Liebes Lage-Team,
anläßlich des
ME/CFS Awarenessday am 12.05.2025
(bekannt durch Liegenddemo)
möchte ich auf die prekäre Situation der ME/CFS-Erkrankten aufmerksam machen.
Ich wäre begeistert, würdet Ihr es mit in Eure Lage aufnehmen!
Als Interviewpartnerin wäre Frau Prof. Scheibenbogen von der Charité bestens geeignet. Sie forscht seit langem daran und kämpft unermüdlich gegen diesen medizinischen Skandal.
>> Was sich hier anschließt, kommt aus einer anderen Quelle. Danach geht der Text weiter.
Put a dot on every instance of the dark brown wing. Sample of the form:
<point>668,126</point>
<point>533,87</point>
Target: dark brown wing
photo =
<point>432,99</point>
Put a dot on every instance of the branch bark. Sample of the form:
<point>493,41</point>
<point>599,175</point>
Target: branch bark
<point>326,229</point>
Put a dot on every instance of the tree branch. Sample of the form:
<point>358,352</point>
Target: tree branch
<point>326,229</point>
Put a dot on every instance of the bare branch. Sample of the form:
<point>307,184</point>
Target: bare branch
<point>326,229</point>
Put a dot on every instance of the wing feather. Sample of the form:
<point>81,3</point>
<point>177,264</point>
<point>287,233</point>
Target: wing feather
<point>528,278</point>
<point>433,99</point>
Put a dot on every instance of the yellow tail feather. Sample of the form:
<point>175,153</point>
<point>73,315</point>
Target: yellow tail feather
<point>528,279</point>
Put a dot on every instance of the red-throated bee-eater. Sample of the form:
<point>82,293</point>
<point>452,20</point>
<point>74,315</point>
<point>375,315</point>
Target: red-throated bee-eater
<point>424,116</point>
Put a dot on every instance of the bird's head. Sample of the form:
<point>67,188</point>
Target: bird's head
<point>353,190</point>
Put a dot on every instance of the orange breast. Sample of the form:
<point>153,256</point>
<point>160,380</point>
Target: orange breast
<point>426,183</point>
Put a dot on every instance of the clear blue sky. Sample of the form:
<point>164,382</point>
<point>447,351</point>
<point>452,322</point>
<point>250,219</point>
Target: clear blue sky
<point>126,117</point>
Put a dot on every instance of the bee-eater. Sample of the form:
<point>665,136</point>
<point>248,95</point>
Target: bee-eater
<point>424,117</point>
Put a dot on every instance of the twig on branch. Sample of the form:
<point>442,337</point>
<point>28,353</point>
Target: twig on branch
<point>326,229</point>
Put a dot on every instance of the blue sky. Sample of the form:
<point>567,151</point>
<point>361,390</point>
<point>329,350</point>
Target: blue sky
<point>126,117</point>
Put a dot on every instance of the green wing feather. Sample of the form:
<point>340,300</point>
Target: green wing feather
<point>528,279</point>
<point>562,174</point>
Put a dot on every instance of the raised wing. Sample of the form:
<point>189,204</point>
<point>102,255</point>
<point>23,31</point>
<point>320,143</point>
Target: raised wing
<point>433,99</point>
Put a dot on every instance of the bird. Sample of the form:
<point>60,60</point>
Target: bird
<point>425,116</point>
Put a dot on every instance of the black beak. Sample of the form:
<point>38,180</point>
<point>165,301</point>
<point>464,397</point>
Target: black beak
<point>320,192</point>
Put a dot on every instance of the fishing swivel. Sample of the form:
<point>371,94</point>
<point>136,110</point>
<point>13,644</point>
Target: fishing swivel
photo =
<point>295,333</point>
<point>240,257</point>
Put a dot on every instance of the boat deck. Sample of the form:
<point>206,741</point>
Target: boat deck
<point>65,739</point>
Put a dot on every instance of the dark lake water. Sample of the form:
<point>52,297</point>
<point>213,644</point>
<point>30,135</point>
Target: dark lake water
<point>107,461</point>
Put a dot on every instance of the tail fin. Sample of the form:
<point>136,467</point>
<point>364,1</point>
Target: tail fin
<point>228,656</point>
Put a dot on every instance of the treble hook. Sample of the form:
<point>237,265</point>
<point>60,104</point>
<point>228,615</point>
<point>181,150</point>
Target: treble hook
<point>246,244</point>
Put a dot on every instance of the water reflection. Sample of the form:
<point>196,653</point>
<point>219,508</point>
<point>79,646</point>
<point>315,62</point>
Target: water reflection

Unterversorgt, ignoriert, vergessen – ME/CFS
Das stille Leiden der Kranken
ME/CFS ist in großen Teilen der Bevölkerung sowie in medizinischen und therapeutischen Fachkreisen weitgehend unbekannt – trotz hoher Betroffenenzahlen, charakteristischen Symptomen und dem Umstand, dass ME/CFS zu den schwersten chronischen organischen Erkrankungen überhaupt gehört. Unmittelbare Folge dieser Unkenntnis ist oft, dass Betroffene jahrelang ohne korrekte Diagnose und folglich ohne adäquate Behandlung leben müssen.
Quelle: https://www.mecfs.de/
Diese Krankheit ist weder neu noch selten – doch die Betroffenen bleiben dennoch stark unterversorgt. Durch Long-Covid wurde sie bekannter.
Unterversorgt: der Vergleich ME/CFS mit MS
Um das ganze Ausmaß der Unterversorgung von ME/CFS-Erkrankten greifbar zu machen, bietet sich ein Vergleich mit Multipler Sklerose (MS) an, die ebenfalls als neurologische Erkrankung eingestuft wird. Die MS ist in Schwere und Häufigkeit ähnlich. Seit der Pandemie hat sich die Zahl der Menschen mit ME/CFS vermutlich auf ca. 620.000 verdoppelt. Im Vergleich zur MS, liegt nicht nur die Forschung zu ME/CFS ca. 40 Jahre im Rückstand, es fehlt auch fast vollständig an Versorgungsstrukturen. Für ME/CFS-Erkrankte gibt es in ganz Deutschland lediglich eine Ambulanz für Erwachsene und eine für Kinder und Jugendliche. Beide Ambulanzen nehmen aufgrund des hohen Patient*innenaufkommens nur Erkrankte aus der Region auf. Im Vergleich hierzu gibt es für MS-Erkrankte laut DMSG 72 Schwerpunktzentren und 90 MS-Zentren. Für Menschen mit ME/CFS nach COVID-19 stehen in der Theorie über 100 Post-COVID-19 Ambulanzen für Erwachsene und Kinder zur Verfügung.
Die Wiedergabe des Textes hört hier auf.